The memory brought with it the usual pang of guilt and failure. Five years had passed since the "Great Demonic Plague" had ravaged their home village, taking his parents and Xiao. He had survived, rescued by an itinerant elder of the Scarlet Cloud Sect, who saw in him… well, Lin Feng was no longer sure what he had seen. Perhaps just an extra pair of hands for dirty work. The promise he made to Xiao on his deathbed was the only ember still burning within him, though every day it threatened to be extinguished under the avalanche of his own incompetence.

He sighed, pushing the painful memories away. There was no use dwelling on the past. He had to focus on the present, on surviving another day.

Later that night, in the dilapidated hut he shared with three other low-ranking outer disciples (thankfully absent at the moment, probably trying to curry favor with some inner disciple), Lin Feng sat on his straw pallet. The air was cold and damp; the holes in the thatched roof didn't help.

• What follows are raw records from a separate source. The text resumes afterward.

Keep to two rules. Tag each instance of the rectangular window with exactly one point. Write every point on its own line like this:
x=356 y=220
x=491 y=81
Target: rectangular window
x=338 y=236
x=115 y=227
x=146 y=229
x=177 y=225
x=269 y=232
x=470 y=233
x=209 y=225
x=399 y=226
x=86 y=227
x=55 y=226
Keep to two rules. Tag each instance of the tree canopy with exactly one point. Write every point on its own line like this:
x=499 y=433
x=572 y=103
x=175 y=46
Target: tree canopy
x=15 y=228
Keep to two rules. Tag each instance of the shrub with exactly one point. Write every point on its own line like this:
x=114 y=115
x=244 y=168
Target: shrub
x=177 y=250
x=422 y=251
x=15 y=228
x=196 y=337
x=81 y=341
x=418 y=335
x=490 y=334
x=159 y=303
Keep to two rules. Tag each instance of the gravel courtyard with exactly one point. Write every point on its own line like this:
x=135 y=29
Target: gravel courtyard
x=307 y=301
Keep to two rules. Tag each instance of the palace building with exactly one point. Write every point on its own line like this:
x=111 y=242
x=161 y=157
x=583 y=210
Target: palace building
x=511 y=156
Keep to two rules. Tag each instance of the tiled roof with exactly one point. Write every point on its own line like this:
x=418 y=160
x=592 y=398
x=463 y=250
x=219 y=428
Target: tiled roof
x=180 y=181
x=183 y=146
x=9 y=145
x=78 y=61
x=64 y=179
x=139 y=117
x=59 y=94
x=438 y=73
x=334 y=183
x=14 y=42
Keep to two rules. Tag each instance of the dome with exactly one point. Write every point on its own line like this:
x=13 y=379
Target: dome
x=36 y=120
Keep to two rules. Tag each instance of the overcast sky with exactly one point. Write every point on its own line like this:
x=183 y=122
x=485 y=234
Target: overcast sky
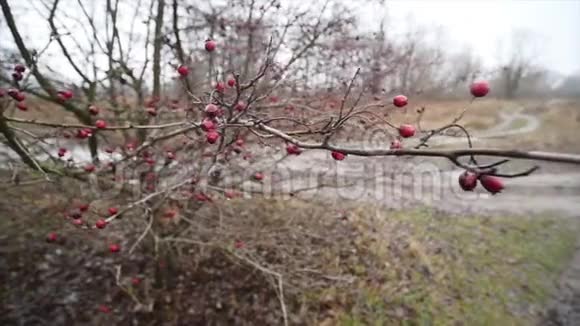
x=479 y=24
x=555 y=25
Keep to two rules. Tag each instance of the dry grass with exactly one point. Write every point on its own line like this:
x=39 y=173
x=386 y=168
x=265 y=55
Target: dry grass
x=351 y=264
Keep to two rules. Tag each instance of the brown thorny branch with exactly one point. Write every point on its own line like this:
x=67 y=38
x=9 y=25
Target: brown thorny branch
x=254 y=122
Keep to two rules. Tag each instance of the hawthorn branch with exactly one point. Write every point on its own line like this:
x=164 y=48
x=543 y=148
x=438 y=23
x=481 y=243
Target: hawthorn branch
x=453 y=155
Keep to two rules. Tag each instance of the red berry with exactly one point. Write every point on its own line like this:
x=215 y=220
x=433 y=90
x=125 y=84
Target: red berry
x=210 y=45
x=240 y=106
x=101 y=124
x=406 y=131
x=16 y=95
x=183 y=71
x=400 y=101
x=93 y=110
x=52 y=237
x=230 y=194
x=212 y=136
x=396 y=144
x=479 y=88
x=114 y=248
x=170 y=213
x=339 y=156
x=21 y=106
x=293 y=149
x=61 y=152
x=207 y=125
x=84 y=207
x=17 y=76
x=211 y=110
x=66 y=95
x=101 y=224
x=491 y=183
x=468 y=181
x=220 y=87
x=151 y=111
x=84 y=133
x=19 y=68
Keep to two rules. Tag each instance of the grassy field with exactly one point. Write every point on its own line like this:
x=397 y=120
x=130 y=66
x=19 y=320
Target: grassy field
x=350 y=265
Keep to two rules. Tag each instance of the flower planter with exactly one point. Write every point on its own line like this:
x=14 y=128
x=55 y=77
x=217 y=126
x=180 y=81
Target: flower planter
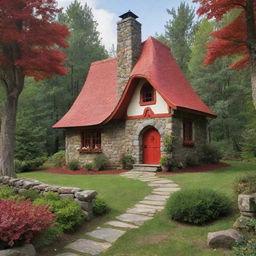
x=247 y=205
x=25 y=250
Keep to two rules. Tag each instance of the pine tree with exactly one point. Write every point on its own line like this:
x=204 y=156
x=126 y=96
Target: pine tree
x=179 y=32
x=28 y=39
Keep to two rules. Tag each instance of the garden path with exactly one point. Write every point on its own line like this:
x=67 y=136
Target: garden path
x=103 y=237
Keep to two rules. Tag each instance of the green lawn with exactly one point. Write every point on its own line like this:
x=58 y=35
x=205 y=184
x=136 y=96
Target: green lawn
x=120 y=193
x=163 y=237
x=160 y=236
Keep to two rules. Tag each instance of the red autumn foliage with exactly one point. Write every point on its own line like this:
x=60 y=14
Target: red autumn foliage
x=233 y=39
x=20 y=221
x=29 y=37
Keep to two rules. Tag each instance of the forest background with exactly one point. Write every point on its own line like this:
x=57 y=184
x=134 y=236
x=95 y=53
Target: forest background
x=227 y=92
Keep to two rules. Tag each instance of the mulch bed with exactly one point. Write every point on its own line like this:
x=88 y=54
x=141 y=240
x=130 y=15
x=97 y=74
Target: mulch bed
x=82 y=171
x=200 y=168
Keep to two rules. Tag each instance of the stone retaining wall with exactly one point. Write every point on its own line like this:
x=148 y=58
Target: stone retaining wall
x=83 y=197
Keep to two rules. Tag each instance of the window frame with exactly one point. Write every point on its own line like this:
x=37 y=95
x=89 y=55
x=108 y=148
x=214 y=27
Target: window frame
x=188 y=135
x=91 y=141
x=142 y=95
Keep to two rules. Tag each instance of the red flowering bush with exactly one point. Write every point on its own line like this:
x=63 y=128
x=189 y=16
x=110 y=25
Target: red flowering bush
x=20 y=221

From under a loose floorboard, he pulled out his most prized possession: a basic cultivation manual, "Fundamentals of Qi Flow," its corners собака-eared and pages stained. He had found it abandoned a year ago and studied it секретly every night.

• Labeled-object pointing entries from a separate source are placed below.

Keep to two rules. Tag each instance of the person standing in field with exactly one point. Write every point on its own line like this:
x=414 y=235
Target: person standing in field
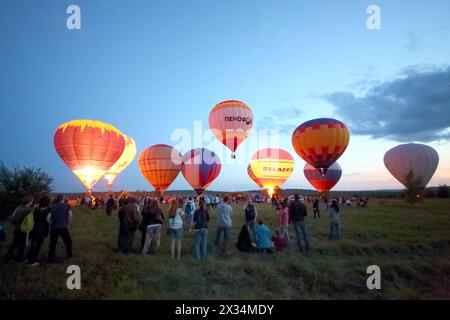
x=335 y=222
x=176 y=227
x=297 y=216
x=283 y=215
x=200 y=223
x=60 y=219
x=189 y=209
x=40 y=230
x=224 y=214
x=251 y=214
x=316 y=209
x=153 y=233
x=20 y=237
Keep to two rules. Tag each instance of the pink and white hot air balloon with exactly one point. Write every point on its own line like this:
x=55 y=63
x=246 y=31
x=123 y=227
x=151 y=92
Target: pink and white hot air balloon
x=420 y=159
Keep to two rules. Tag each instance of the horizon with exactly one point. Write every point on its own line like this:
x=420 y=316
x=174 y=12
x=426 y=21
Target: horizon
x=156 y=81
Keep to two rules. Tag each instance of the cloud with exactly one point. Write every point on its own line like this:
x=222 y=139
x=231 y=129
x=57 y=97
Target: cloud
x=412 y=42
x=413 y=107
x=284 y=119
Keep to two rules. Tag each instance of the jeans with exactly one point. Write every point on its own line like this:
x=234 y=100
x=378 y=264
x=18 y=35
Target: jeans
x=226 y=236
x=251 y=229
x=54 y=235
x=300 y=231
x=19 y=243
x=200 y=244
x=335 y=231
x=152 y=239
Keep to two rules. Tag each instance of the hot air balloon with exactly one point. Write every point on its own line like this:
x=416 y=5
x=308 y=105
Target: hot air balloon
x=124 y=161
x=323 y=182
x=200 y=168
x=320 y=142
x=89 y=148
x=419 y=159
x=272 y=167
x=252 y=176
x=160 y=165
x=231 y=122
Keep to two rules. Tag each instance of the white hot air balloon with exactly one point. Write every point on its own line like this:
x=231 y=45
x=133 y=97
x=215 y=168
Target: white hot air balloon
x=420 y=159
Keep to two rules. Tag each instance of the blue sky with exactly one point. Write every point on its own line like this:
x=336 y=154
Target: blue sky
x=151 y=67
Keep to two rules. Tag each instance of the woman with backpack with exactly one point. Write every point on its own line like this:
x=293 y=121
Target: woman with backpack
x=20 y=233
x=175 y=213
x=40 y=230
x=200 y=221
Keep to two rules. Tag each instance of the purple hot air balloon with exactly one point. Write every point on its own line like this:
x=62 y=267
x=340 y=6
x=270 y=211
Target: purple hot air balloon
x=323 y=182
x=200 y=168
x=420 y=159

He closed his eyes and tried to meditate, to follow the manual's instructions. He breathed deeply, trying to sense the spiritual Qi of Heaven and Earth around him. Most disciples, even the least talented, could feel at least a tingle, a slight warmth as they drew in Qi.

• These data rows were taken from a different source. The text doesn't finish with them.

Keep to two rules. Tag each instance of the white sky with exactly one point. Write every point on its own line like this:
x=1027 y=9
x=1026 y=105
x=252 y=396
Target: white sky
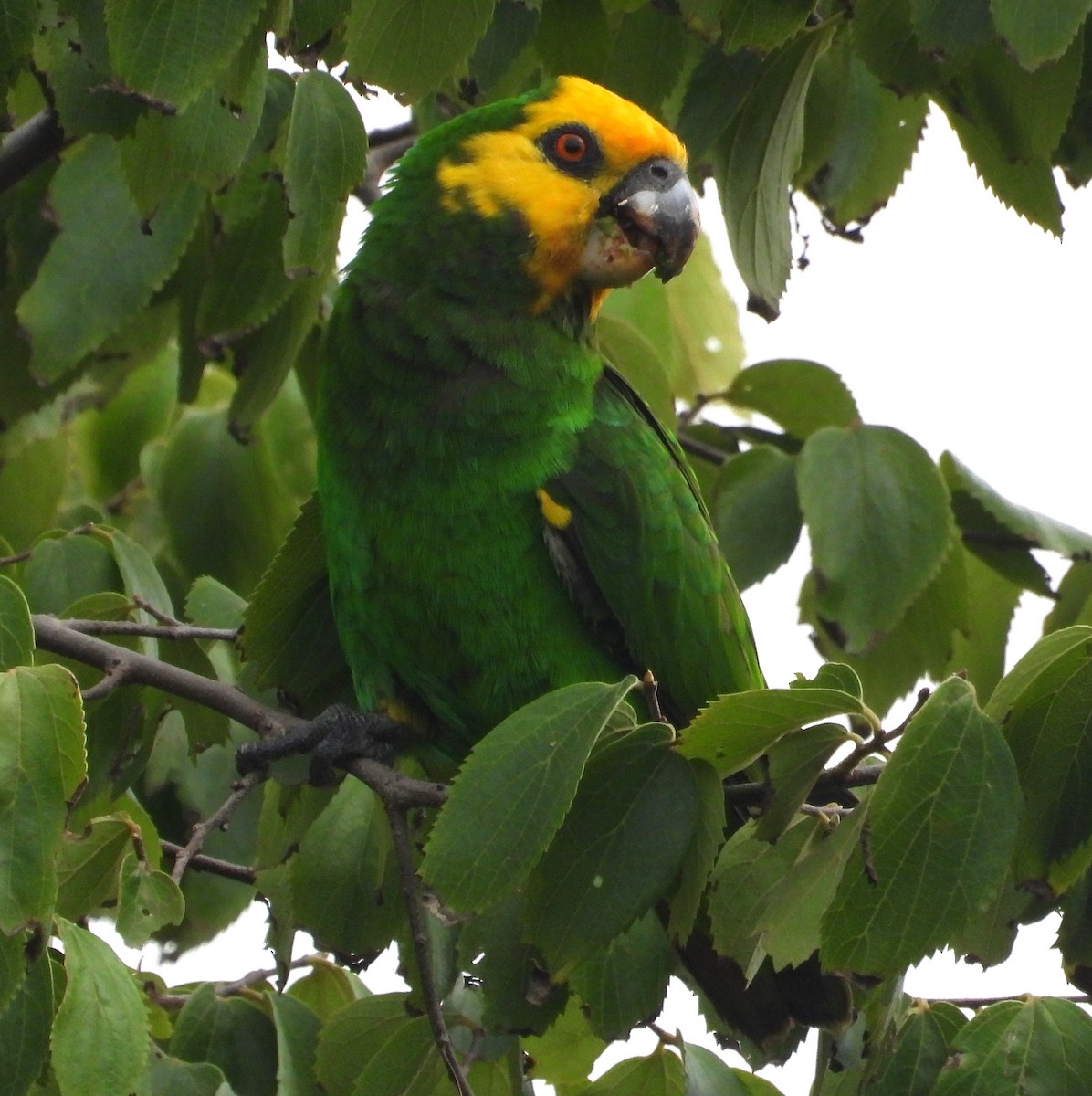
x=963 y=326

For Lin Feng, there was nothing. Only silence, the empty stillness within his body. It was like trying to catch smoke with his bare hands. He could vaguely sense it in the air, like a distant promise, but as soon as he tried to draw it into his meridians, it dissipated, refused to enter. The manual spoke of guiding Qi through the twelve major meridians, of refining it in the dantian. To him, it was like reading an arcane language without knowing the alphabet.

He pushed, concentrating with all his might, visualizing the energy flowing into him, remembering Xiao's encouraging words, Zhang Fu's contempt, the promise he'd made. A drop of sweat trickled down his temple. His muscles tensed. Frustration grew like a dark tide.

Suddenly, he felt something.

It wasn't the smooth flow of Qi the manual described. It was… different. A sharp twinge deep within his dantian, almost painful, followed by a strange vibration, a barely perceptible hum that thrummed through his body like a low-voltage electric shock. It lasted barely a second, so fleeting he almost thought he'd imagined it. But it was real. He'd felt it.

He snapped his eyes open, his heart pounding. What was that? It was unlike anything he'd ever experienced, or anything the manual described. He tried to replicate it, but the sensation was gone, leaving him only with the same frustrating stillness as always.

He sat there for a long time, confusion warring with a new, tiny seed of… something else? He didn't dare call it hope. But it was an anomaly in the monotony of his failure.

A knock on the door startled him. He quickly hid the manual.

"Lin Feng, Deacon Su is looking for you. Seems there's an important announcement for all outer disciples. Something about the Spirit Beast Trial next week." The voice of one of his roommates sounded from the other side, tinged with a mixture of nervousness and excitement.

Lin Feng felt a chill run down his spine, and it wasn't just from the cold of the night. The Spirit Beast Trial. An "opportunity" for outer disciples to prove their worth, or more likely, to serve as a distraction while inner disciples hunted more valuable prey. For someone like him, it was little less than a death sentence.

The strange vibration in his dantian was momentarily forgotten, replaced by a much more familiar sensation: the cold grip of fear. Yet, beneath that fear, the icy rage from the morning still lingered, and now, just maybe, there was an infinitesimally small question: could that strange sensation, that second of anomaly, be something more than an illusion?

With a resigned sigh, he stood up. Another challenge to face, another chance to be crushed. But as he walked towards the door, one thing was certain: the bitter taste of dust from that day would remain in his memory for a long time. And a new determination, fragile yet persistent, was beginning to take root in the barren soil of his soul.